I’m no gamer, but I do know this: With its of-the-moment video game concept, Wreck-It Ralph is, in terms of attitude and approach, the most of-the-moment Disney animated feature film yet. (Take that, Oliver & Company!) And make no mistake; this is Disney proper, not Pixar, a company that it owns, but a still-separate creative entity. It’s an understandable mix-up, especially considering that this year’s Pixar film (Brave) looks a lot like a Disney movie, and vice-versa.
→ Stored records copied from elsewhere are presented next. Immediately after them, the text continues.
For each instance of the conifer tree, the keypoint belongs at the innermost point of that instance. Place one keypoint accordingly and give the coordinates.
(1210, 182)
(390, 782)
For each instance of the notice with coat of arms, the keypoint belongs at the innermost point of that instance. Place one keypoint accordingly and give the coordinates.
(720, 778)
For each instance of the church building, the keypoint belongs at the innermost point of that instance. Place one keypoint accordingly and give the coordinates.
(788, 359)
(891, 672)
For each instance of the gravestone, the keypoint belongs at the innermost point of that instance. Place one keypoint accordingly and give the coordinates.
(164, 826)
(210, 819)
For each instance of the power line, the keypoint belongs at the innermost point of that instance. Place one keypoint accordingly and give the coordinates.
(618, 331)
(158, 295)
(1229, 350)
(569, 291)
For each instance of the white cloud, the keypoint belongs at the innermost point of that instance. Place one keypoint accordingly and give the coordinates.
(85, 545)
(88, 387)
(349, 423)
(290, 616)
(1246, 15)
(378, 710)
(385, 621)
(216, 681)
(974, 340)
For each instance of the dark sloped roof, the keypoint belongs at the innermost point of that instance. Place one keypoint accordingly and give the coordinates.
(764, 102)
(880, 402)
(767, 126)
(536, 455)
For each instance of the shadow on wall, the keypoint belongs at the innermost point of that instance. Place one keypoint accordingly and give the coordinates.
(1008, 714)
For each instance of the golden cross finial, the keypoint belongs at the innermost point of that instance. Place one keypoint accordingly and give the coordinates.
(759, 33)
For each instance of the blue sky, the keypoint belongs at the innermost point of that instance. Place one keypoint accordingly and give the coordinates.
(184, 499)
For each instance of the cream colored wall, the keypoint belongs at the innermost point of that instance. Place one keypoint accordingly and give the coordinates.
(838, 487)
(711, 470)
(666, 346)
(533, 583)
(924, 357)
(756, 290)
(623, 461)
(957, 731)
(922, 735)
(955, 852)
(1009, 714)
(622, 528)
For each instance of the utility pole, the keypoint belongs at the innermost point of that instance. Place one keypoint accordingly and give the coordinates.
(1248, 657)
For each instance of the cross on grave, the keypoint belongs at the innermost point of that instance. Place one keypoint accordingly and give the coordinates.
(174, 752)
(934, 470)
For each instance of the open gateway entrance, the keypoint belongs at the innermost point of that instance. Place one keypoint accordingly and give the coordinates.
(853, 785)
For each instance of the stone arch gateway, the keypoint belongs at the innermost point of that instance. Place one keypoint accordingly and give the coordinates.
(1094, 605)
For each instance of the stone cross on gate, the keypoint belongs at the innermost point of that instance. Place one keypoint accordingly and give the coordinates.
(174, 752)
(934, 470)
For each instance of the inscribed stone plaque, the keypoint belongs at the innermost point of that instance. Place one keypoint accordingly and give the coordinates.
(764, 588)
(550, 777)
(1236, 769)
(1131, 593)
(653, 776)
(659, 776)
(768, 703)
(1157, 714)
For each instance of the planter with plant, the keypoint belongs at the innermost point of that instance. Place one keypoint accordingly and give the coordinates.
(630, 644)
Pixar has always been more boy-centric (with its Cars and Buzz Lightyear and whatnot) while Disney animation has functioned well within the comfort zone of younger girls. (Look no further than their stable of brilliantly marketed princess characters.) Naturally, in the global market, being what it is, there’s an understandable internal need for these companies to break out of their niches, to go further in their reach. The fact that they are doing so in the most creatively satisfying ways possible goes quite far in paving over the vast corporate synergetic yuck of it all. If the Mouse is out to wreck anything here, it’s its own collective perception. As Ralph would say, “They’re gonna wreck it!!!”
This expectations-wrecking continues into the casting, with an impressively eclectic array of voice talent. With John C. Reilly in the lead as the title character and Sarah Silverman co-headlining as the spritely, smart-mouthed Vanellope, a vagabond exile in her own candy go-cart game (“Sugar Rush”), discriminated against due to a programming glitch (beneath the metaphor, the glitch is a functional medical condition she lives with).
When Vanellope first meets Ralph, slyly asking him if he’s a hobo, it is, in its own way, as inappropriately hilarious in its family/Disney/PG-rated sphere as Silverman can be when going true blue for adult audiences. It may be just a little over the line, but just enough to be cool, not actually “dangerous.” While the Disney traditionalist in me hopes that this sort of thing does not become their norm, it truly works for Wreck-It Ralph. Also sweetening the pot are Jack McBrayer (30 Rock) as Fix-It Felix Jr., Jane Lynch (Glee) as an awesome tough-as-nails Halo-esque space marine, and fanboy idol Alan Tudyk (Firefly) as the unforgettable oddball antagonist King Candy. (“Have some candy!!!”)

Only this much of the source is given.